The walkouts would be in protest at planned changes to pensions, which will see contributions increase by 3.2 per cent.
An announcement of co-ordinated action – potentially including the three biggest public sector unions, Unison, Unite and the GMB – was set to be made following a debate at the TUC Congress in London today, when unions will line up to attack the government.
A senior union leader today reportedly confirmed that the action, which could start by late November, will go beyond a single day and will be “sustained”.
“The idea that we will have a one-day dispute, marching around town with a few flags . . . ain’t going to do it,” he said.
When asked if there would be a number of one-day national strikes, he replied “yep”.

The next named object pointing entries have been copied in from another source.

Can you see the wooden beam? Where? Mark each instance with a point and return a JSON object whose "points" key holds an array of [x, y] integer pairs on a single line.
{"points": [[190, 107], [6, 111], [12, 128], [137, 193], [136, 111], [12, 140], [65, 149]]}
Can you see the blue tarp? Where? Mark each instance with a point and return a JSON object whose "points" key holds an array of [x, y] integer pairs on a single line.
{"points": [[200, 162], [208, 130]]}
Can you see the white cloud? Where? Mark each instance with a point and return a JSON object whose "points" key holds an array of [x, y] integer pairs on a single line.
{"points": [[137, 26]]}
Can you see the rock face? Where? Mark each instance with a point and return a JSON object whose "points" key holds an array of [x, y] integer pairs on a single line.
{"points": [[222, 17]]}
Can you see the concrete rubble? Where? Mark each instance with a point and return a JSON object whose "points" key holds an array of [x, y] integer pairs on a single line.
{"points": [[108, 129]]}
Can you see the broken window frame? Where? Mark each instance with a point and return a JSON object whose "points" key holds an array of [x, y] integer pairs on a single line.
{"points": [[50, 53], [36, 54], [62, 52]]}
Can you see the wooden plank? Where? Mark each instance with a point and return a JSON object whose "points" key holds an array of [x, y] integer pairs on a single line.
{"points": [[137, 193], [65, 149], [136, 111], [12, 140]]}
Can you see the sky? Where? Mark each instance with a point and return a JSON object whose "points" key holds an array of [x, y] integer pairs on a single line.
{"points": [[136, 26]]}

“In some areas there will be two or three days,” he said. “In other areas it will be continuous. In other areas it will be a rolling programme.”

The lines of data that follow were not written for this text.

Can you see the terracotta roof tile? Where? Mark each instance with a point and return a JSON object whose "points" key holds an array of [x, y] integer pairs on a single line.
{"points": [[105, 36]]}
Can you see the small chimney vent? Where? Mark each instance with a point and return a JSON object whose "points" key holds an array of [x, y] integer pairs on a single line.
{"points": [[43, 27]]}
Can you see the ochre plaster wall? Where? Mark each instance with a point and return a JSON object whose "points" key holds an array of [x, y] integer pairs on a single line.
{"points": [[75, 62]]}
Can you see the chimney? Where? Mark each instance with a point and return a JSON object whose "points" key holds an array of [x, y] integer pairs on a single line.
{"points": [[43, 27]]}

Widespread ballots for action are expected to be held, adding to support for strikes already given by civil servants, teachers and lecturers, heralding the biggest outbreak of industrial unrest for decades.
To prevent lower paid union workers suffering hardship through lost earnings, the unions are planning a major fundraising drive.
Francis Maude, the Cabinet Office minister who is leading negotiations for the government, said he was not trying to provoke unions into action.
He said: “People who are struggling to pay their bills and paying more towards public sector pensions in many cases than they are paying towards their own pensions will be mightily fed up if there is unnecessary strike action.”
Labour leader Ed Miliband was heckled yesterday when he told the TUC Congress that strikes over public sector pensions were a mistake.
He said: “What we need now is meaningful negotiation to prevent further confrontation over this autumn. Strikes are always the consequence of failure. Failure on all sides.”
Mary Bousted, leader of the Association of Teachers and Lecturers, said she had been proud to join a strike in June by teachers and civil servants and that the government was not prepared to negotiate a deal over its pension reforms.